Ahrweiler Sizilianen
Ahrweiler Sizilianen
VON THEODOR SEIDENFADEN
Die Stadt
„Was ich erfuhr, das sah kein Mensch der Stunde:
Jahrhunderte, die in das Lärmen schweigen,
vermess’nes Toben einer wirren Runde,
die, ohne Mitte, sucht, sich zu verzweigen
und glaubt, sie lebe mit dem All im Bunde!
Die Quaderstille, meiner Türme Steigen,
verwurzelt, bleibt Geschichte: hohe Kunde
erdhaften Bauens zwischen Sternenreigen.“
Die Gasse
Geheimnis einer Gasse singt ins Schauen.
Die Fachwerkgiebel sprechen ihre Sagen,
Madonnen über Türen Weltvertrauen,
Inschriften bunter Balkenfrühes Wagen!
Das Sich-Besinnen: hier war’s gläubig Bauen.

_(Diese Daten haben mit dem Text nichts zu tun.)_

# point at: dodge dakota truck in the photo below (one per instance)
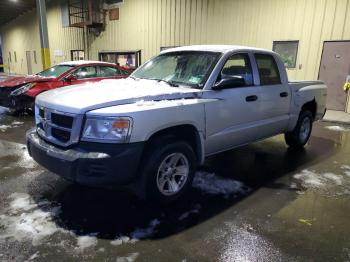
(152, 129)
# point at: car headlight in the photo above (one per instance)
(107, 130)
(22, 89)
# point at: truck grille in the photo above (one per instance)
(57, 127)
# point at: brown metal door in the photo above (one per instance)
(335, 67)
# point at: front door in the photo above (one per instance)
(275, 97)
(334, 69)
(231, 118)
(29, 63)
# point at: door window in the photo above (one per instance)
(238, 65)
(86, 72)
(268, 71)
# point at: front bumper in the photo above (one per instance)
(92, 164)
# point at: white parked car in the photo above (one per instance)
(153, 128)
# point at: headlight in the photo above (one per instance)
(107, 130)
(22, 89)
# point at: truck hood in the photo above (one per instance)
(21, 80)
(85, 97)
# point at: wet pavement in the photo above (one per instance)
(262, 202)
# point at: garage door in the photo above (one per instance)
(335, 67)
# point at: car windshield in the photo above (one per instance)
(55, 71)
(189, 68)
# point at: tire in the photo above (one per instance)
(162, 181)
(302, 131)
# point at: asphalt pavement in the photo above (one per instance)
(261, 202)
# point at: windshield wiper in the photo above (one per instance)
(162, 80)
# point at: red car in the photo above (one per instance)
(18, 93)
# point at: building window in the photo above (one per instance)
(129, 59)
(34, 56)
(288, 51)
(77, 55)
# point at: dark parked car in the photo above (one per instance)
(18, 93)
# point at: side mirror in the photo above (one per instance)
(71, 78)
(229, 82)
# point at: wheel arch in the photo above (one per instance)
(185, 132)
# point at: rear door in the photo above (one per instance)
(275, 97)
(231, 118)
(109, 72)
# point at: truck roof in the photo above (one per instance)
(214, 48)
(84, 62)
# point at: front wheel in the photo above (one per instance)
(168, 171)
(302, 131)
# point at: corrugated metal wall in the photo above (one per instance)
(22, 34)
(148, 25)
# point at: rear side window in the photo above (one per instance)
(238, 65)
(268, 71)
(86, 72)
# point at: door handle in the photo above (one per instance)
(283, 94)
(251, 98)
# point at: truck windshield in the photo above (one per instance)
(189, 68)
(55, 71)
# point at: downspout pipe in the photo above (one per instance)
(44, 36)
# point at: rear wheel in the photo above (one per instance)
(168, 171)
(302, 131)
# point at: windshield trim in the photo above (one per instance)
(194, 86)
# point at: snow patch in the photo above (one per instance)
(336, 128)
(188, 213)
(142, 233)
(34, 256)
(336, 179)
(25, 221)
(130, 258)
(137, 234)
(84, 242)
(310, 179)
(123, 240)
(215, 185)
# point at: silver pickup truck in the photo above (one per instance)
(154, 128)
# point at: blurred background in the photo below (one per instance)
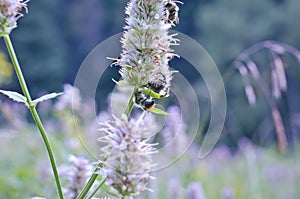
(54, 38)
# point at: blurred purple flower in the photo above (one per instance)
(195, 191)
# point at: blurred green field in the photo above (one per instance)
(250, 172)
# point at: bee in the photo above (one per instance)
(159, 85)
(172, 9)
(143, 100)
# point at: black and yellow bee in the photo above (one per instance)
(143, 100)
(171, 10)
(155, 89)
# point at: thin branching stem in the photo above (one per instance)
(97, 188)
(33, 111)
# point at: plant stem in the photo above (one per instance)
(33, 111)
(89, 184)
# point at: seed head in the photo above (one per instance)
(127, 156)
(10, 12)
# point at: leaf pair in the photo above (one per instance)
(17, 97)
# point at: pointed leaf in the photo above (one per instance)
(158, 111)
(46, 97)
(14, 96)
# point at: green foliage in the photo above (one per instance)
(6, 69)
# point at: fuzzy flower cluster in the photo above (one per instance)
(127, 156)
(10, 12)
(146, 43)
(77, 174)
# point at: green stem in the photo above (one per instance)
(96, 190)
(89, 184)
(33, 111)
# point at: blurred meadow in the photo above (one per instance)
(258, 153)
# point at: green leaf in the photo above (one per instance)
(14, 96)
(158, 111)
(45, 97)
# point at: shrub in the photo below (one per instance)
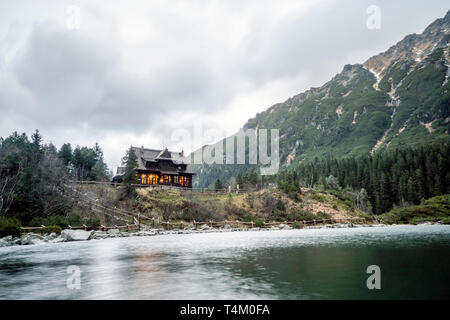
(61, 221)
(10, 227)
(281, 206)
(300, 215)
(258, 223)
(51, 229)
(297, 225)
(322, 215)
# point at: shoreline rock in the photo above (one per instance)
(81, 235)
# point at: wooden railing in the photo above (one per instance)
(162, 186)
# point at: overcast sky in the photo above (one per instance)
(134, 72)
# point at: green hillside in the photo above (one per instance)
(397, 99)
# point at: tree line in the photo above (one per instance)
(33, 175)
(387, 179)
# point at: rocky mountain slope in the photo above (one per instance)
(397, 98)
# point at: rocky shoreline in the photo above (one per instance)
(81, 235)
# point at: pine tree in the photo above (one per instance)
(129, 161)
(65, 153)
(218, 185)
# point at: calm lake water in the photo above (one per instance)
(293, 264)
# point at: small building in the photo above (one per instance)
(160, 167)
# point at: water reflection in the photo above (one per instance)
(299, 264)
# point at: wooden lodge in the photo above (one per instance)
(160, 167)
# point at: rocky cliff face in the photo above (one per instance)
(397, 98)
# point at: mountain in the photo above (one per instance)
(395, 99)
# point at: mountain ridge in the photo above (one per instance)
(394, 99)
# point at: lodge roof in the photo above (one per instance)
(175, 163)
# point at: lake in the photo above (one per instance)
(289, 264)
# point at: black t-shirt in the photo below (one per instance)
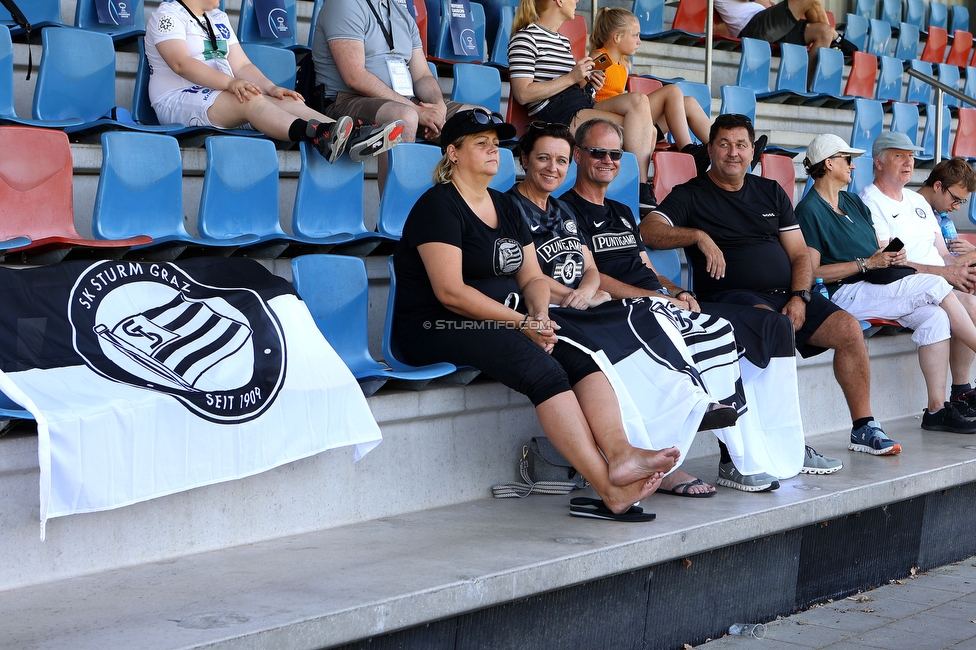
(490, 257)
(558, 245)
(610, 231)
(745, 224)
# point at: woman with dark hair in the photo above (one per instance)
(470, 292)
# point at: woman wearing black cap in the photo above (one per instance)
(472, 293)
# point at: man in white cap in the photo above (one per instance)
(870, 282)
(910, 216)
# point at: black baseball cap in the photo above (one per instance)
(475, 120)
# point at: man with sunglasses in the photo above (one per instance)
(913, 217)
(745, 247)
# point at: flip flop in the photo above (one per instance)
(596, 509)
(685, 493)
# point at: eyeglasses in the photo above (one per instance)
(600, 154)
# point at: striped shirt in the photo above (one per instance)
(538, 54)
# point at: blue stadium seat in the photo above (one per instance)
(140, 192)
(391, 351)
(249, 32)
(879, 38)
(906, 47)
(329, 203)
(410, 174)
(70, 86)
(477, 84)
(277, 64)
(890, 79)
(86, 17)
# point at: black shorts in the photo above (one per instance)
(563, 107)
(776, 25)
(818, 310)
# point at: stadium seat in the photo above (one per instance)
(140, 192)
(857, 30)
(781, 170)
(964, 143)
(277, 64)
(477, 84)
(879, 38)
(410, 174)
(906, 47)
(864, 70)
(86, 17)
(890, 79)
(671, 168)
(329, 203)
(335, 289)
(70, 86)
(248, 30)
(934, 50)
(36, 197)
(391, 351)
(961, 49)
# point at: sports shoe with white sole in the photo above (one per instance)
(729, 476)
(816, 463)
(368, 140)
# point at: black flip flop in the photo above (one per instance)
(596, 509)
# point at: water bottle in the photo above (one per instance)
(948, 228)
(818, 287)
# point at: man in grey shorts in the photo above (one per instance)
(369, 57)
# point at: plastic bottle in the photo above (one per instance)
(818, 287)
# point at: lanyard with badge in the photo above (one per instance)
(400, 79)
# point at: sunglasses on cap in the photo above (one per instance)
(599, 154)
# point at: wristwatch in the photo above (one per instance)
(804, 295)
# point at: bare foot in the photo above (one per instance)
(679, 476)
(639, 464)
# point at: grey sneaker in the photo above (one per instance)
(814, 463)
(729, 476)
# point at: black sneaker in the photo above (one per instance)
(368, 140)
(647, 200)
(947, 419)
(330, 139)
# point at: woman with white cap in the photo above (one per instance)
(871, 282)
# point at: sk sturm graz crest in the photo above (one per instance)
(219, 351)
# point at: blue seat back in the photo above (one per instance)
(86, 17)
(918, 91)
(754, 65)
(410, 174)
(336, 291)
(69, 85)
(477, 84)
(249, 32)
(240, 189)
(879, 39)
(736, 99)
(857, 30)
(949, 75)
(140, 187)
(868, 123)
(829, 73)
(277, 64)
(904, 119)
(906, 47)
(889, 79)
(329, 197)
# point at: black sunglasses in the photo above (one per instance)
(600, 154)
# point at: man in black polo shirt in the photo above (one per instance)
(745, 247)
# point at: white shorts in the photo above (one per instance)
(913, 301)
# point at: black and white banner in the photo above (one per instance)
(151, 378)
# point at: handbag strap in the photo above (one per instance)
(521, 490)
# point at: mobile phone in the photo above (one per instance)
(894, 246)
(602, 62)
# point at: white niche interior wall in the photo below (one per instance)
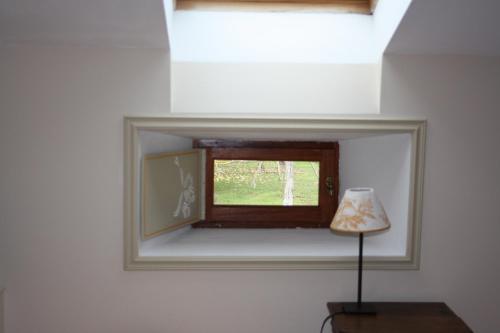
(387, 158)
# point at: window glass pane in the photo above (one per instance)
(269, 183)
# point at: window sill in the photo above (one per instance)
(265, 243)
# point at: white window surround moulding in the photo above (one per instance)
(362, 125)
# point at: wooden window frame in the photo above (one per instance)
(255, 216)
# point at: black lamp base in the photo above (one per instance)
(359, 309)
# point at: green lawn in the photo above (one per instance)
(238, 183)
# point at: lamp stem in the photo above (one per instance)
(360, 268)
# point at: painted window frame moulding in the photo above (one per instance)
(371, 125)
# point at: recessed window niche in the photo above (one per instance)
(386, 154)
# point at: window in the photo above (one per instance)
(269, 184)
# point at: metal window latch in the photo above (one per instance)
(329, 185)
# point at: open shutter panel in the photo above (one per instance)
(170, 192)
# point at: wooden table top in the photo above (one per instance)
(395, 317)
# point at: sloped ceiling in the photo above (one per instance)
(469, 27)
(115, 23)
(429, 27)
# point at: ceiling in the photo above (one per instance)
(115, 23)
(429, 27)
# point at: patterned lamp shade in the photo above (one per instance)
(360, 211)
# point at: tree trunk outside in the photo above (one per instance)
(288, 191)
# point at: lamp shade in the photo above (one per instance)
(360, 211)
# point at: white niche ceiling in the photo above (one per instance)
(386, 154)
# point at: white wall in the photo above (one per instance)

Die alte Frau am Fenster kennt kein Klagen,
wie auch des Herbstes Tage wieder grauen!
Sie weiß: „Und stirbst du, dir wird Frühling tagen:“
Auf dem Markt
Ewig-Gespaltenes: nur Liebe kann’s umschließen.
Des Ursprungs Eins-Sein trennte sich – zu gutem Finden.
Unübersehbares muß sich ins All ergießen,
sich zwischen Trauben-Bergen seiner Ahr verbinden.
Und ob auch freche Kriege bestes Blut vergießen:
dein Licht, du Zweiturm-Dorn, heißt die Dämonen schwinden.
Dir bleibt das Höchste: selig jung der Schöpfung Sprießen:
dir, grauer Glockenträger zwischen weisen Linden.
Im Keller
Als träte ich in einer Krypta Ur-Gebete,
die raunen aus gewölbtem, fensterlosem Stein,
umfängt der Keller mich, der Ewigkeit-Durchwehte,
der in den Fuderfässern birgt des Werdens Sein.
Ich wage nicht, zu denken, was in Trauben flehte
und hier sich ausgärt letzter Eitelkeiten Schein.
Mich hat das Wunder einer weltgewissen Stete:
Vernichten zum Vergöttlichen in edlem Wein!